Add support for larger outputs

[dbakker]

I'd like to use HKDF but I'm running into a couple of issues:

1. The output is currently limited to hashlen * 255.
2. It is necessary to know the exact length of the data you'll need, and all of it needs to be generated and stored in memory at once.

For this I would like to propose the following enhancements:

1. Add support for counters longer than 8 bits. (The paper the standard is based on says any fixed size counter is fine, so that shouldn't be an issue security-wise).
2. Make it possible to generate and read the OKM one block at a time.

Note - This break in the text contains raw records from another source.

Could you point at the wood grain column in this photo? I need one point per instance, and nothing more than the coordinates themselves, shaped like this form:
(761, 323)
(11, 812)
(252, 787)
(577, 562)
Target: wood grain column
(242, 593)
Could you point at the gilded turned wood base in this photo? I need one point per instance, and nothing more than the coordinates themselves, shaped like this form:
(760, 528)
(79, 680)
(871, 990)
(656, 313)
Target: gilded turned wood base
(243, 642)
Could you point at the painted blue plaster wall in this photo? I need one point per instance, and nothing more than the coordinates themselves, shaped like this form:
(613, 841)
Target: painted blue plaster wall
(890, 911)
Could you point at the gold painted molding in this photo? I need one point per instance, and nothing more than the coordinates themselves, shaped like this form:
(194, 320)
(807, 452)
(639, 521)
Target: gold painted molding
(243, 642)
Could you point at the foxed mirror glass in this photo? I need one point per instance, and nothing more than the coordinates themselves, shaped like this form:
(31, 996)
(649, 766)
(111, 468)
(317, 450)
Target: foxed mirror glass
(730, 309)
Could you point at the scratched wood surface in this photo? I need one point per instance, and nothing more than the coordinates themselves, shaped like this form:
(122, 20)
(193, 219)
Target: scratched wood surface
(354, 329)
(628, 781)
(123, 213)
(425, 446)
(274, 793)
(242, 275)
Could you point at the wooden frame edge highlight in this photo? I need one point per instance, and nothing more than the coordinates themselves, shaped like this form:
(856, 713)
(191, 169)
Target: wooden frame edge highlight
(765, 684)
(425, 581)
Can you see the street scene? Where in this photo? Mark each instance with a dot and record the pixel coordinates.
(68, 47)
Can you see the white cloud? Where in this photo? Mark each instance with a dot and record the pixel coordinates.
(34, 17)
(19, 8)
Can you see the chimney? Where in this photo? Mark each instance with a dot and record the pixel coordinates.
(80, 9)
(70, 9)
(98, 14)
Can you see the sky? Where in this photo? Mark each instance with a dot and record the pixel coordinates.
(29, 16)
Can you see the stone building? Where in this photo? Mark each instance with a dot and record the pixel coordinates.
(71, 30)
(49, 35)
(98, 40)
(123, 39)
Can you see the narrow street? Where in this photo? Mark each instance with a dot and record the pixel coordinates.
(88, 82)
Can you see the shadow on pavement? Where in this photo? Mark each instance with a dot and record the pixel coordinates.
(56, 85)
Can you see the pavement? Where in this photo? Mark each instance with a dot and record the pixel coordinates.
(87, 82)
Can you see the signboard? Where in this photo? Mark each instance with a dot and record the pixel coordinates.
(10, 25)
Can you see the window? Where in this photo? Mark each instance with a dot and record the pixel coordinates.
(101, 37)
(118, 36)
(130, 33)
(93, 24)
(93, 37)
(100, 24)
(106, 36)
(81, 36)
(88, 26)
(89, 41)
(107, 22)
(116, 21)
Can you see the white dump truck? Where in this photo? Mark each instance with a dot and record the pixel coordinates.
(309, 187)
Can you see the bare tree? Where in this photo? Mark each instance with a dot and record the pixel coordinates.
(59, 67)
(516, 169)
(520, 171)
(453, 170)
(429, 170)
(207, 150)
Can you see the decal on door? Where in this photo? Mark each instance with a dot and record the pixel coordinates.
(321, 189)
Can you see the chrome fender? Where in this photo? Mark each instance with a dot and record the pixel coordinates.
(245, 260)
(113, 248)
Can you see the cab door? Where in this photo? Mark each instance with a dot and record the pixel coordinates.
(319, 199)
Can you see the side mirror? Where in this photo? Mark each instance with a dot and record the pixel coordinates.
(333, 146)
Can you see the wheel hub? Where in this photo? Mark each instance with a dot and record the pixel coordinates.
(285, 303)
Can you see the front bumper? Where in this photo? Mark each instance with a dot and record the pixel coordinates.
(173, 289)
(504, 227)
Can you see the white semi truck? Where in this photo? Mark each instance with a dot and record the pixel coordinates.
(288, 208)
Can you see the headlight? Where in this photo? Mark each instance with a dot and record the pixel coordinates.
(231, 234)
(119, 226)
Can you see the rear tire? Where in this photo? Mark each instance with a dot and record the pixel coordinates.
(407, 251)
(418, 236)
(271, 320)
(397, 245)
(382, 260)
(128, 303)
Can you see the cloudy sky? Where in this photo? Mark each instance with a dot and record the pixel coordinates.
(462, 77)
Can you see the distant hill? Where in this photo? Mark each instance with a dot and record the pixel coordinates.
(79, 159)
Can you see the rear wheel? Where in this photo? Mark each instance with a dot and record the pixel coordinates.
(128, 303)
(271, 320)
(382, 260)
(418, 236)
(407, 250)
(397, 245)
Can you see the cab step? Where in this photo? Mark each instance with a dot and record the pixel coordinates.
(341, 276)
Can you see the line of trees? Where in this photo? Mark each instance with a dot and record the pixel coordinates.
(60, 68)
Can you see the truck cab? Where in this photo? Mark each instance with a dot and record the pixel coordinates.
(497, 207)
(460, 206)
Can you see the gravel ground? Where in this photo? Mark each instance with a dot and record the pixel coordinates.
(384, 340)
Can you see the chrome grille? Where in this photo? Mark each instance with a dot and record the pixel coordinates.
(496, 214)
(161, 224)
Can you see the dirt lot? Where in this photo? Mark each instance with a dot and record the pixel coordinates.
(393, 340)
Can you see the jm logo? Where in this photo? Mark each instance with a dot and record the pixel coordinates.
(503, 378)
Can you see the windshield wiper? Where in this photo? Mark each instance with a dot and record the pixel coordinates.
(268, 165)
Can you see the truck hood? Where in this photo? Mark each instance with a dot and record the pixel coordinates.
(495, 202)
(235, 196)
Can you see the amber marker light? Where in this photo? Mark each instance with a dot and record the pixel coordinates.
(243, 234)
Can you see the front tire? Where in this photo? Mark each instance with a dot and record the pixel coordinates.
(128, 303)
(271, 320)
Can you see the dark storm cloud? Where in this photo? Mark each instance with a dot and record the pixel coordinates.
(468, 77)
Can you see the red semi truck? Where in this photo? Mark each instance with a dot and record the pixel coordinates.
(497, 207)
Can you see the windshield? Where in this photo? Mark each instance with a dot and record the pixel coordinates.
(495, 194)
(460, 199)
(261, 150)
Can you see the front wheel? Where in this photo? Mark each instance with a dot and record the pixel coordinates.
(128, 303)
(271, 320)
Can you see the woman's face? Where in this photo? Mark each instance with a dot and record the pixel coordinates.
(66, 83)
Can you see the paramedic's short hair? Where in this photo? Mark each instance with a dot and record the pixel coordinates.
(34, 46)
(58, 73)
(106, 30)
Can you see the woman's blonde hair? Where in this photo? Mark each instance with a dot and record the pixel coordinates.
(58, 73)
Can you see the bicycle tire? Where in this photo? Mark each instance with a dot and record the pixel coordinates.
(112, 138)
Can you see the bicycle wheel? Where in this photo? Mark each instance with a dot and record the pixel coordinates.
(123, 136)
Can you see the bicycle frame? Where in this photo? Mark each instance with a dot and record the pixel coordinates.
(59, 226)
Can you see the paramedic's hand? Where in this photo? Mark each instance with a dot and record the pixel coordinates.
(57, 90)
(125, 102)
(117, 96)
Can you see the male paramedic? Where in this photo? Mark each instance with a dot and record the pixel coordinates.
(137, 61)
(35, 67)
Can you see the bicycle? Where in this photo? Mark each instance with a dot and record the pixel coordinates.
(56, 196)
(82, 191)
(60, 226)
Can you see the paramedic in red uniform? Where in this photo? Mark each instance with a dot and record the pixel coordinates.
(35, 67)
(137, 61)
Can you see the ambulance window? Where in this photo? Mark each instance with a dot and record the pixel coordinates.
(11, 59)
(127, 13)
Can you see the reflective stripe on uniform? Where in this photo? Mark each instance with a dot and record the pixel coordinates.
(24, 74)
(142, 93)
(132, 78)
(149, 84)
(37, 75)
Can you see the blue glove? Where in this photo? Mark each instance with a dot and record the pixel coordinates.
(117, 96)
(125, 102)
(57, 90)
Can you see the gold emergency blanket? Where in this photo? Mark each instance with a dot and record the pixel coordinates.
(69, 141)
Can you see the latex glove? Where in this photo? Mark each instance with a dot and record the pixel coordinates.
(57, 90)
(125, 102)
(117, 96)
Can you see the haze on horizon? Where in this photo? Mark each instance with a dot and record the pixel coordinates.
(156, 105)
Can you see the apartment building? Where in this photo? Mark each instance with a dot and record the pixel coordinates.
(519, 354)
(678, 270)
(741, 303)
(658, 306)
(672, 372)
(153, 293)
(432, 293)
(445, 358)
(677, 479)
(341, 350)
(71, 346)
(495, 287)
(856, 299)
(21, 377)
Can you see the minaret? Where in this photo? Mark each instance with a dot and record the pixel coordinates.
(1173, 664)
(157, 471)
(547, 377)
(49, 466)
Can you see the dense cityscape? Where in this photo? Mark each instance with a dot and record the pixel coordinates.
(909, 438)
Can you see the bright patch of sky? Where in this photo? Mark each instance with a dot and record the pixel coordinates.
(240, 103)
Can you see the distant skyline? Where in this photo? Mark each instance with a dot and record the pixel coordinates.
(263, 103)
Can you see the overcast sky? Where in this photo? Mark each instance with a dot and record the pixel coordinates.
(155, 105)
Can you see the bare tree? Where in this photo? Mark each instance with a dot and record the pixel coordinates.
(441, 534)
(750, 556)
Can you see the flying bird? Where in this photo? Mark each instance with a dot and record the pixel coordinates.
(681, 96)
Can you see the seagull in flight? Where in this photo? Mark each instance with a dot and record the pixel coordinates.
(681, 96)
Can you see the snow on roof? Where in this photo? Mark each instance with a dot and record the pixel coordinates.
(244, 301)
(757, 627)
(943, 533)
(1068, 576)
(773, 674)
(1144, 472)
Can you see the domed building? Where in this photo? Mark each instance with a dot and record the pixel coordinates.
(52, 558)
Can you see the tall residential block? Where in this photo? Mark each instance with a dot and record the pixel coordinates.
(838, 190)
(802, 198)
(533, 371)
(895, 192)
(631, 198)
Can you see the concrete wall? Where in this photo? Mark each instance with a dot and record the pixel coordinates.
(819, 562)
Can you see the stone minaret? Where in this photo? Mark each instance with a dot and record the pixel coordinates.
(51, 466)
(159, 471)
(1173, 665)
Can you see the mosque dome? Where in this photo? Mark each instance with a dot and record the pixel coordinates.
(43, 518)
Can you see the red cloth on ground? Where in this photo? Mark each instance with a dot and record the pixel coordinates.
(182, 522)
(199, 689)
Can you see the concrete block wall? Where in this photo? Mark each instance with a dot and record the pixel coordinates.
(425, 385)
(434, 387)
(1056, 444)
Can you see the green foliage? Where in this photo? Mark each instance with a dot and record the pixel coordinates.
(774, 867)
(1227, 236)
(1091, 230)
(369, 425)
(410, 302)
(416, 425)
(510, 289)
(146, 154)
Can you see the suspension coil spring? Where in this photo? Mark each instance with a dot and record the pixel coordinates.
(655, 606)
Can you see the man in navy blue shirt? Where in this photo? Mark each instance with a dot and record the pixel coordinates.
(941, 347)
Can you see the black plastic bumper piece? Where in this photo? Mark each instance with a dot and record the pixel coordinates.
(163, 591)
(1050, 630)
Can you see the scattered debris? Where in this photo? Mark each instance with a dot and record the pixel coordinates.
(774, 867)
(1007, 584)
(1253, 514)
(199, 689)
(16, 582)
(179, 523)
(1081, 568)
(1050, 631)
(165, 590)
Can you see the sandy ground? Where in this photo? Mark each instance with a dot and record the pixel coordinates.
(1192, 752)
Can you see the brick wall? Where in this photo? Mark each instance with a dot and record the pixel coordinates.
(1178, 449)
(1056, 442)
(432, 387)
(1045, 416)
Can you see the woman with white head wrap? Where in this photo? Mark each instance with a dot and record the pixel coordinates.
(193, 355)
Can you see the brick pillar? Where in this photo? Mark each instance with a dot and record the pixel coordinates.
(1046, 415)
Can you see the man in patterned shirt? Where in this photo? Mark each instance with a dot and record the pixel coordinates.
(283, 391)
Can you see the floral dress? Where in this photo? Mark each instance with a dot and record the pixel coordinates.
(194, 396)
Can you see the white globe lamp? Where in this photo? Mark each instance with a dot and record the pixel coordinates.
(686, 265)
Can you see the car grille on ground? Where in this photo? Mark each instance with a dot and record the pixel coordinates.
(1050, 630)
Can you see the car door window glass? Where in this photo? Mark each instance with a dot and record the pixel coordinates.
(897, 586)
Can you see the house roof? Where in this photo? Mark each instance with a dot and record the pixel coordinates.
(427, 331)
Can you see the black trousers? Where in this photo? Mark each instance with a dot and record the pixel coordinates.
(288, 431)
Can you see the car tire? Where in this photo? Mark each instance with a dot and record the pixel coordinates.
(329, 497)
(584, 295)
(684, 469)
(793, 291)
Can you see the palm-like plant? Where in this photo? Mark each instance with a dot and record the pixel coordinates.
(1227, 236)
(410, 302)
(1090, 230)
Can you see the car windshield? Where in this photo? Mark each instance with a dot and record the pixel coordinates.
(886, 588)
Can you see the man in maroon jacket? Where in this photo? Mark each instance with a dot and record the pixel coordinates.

I've attempted to tweak the existing code to allow for this new functionality while keeping the existing interface intact. The tests pass on both Python2 and Python3 and I believe the performance should still be the same or better.

If you agree with this idea/implementation we can add new unittests for the new values generated by the 16bit+ counters.

[kurtbrose]

The length limitation is part of the algorithm as defined in the RFC. From section 2.3 "Step 2: Expand" https://tools.ietf.org/html/rfc5869

  L        length of output keying material in octets
           (<= 255*HashLen)

Because the RFC says the counter must be exactly one byte, there are two issues beyond implementation:

1- Compatibility: other implementations of HKDF will not support counter values > 255, e.g. https://tools.ietf.org/html/rfc6234#section-8.4

2- Security: I'm not sure if the security proofs (http://eprint.iacr.org/2010/264.pdf) depend on the fixed length of the counter.

Do you have a use case where you are running into the length limitation? That sounds like perhaps the application really calls for a pseudo-random stream. For most applications, a KDF is going to output 32 bytes or less, so the length limitation is trivial. (Asymmetric keys such as elliptic curve or RSA keys are larger; but these cannot be just any random bytes, they require their own generation algorithm. And even these do not run into the limit.)

Some examples of pseudo-random stream generation are AES-CTR, AES-GCM (which is CTR + Galois Hash), AES-CFB (don't use this). Also, in general any "stream" cipher (as opposed to "block" cipher) works on this principle. In these examples, the psudo-random stream is XOR'd with plaintext; that is, used as a one-time pad. Is that the kind of application you want? In addition to the length limitation, HKDF has very bad performance as a stream cipher.

[dbakker]

Thank you for taking the time to write such a detailed response. :)

My use case

I'm working on a password generator similar to supergenpass. I need an algorithm that generates unique, strong passwords based on a strong master key.

The challenge is that pseudorandomly generated data short enough to be a password (e.g. taking the first 10 characters of base64'd data) is often not "random" enough. For example, you might get something like BBaaaaaa or 123woman.

To combat this, instead of just generating 1 password I'm generating hundreds of candidate passwords until one matching all security criteria is found. Because this is basically a form of keystretching HKDF seems to be the perfect choice. HKDF also has the advantage of being simple to implement in other languages which is useful for porting.

I've also considered PBKDF2 with a count of 1, but that violates the minimum iteration count of 1000 and basically makes PBKDF2 a less secure version of HKDF (such as described in its own comparison with other algorithms).

About security and compatibility

2- Security: I'm not sure if the security proofs (http://eprint.iacr.org/2010/264.pdf) depend on the fixed length of the counter.

The paper referenced in the RFC states (page 10):

the counter i is non-wrapping and of a given fixed size, e.g., a single byte

So according to the author any size counter is fine, as long as it is fixed size.

1- Compatibility: other implementations of HKDF will not support counter values > 255, e.g. https://tools.ietf.org/html/rfc6234#section-8.4

You are correct, I haven't found any other implementations with bigger counters. However, the 8bit variant still has the same output, and for the other bitcounts we're essentially changing nothing except for the size of the counter. So any other implementations with the same counter size should produce the same result, as long as they use the same endianness. For this, network order (big endian) seems a good choice but we could make it configurable (by adding more COUNTER variants) if there is ever demand for that.

[kurtbrose]

Shoot, I'm sorry I should have specified -- I'm not the project author just another user who is interested.

That is an interesting use case. The generated password needs to not only be random, but also look random to a human. (Or, sacrifice a minimal amount of true randomness for apparent randomness.)

That is very tricky; I agree the most conservative approach is probably to use an extension of HKDF.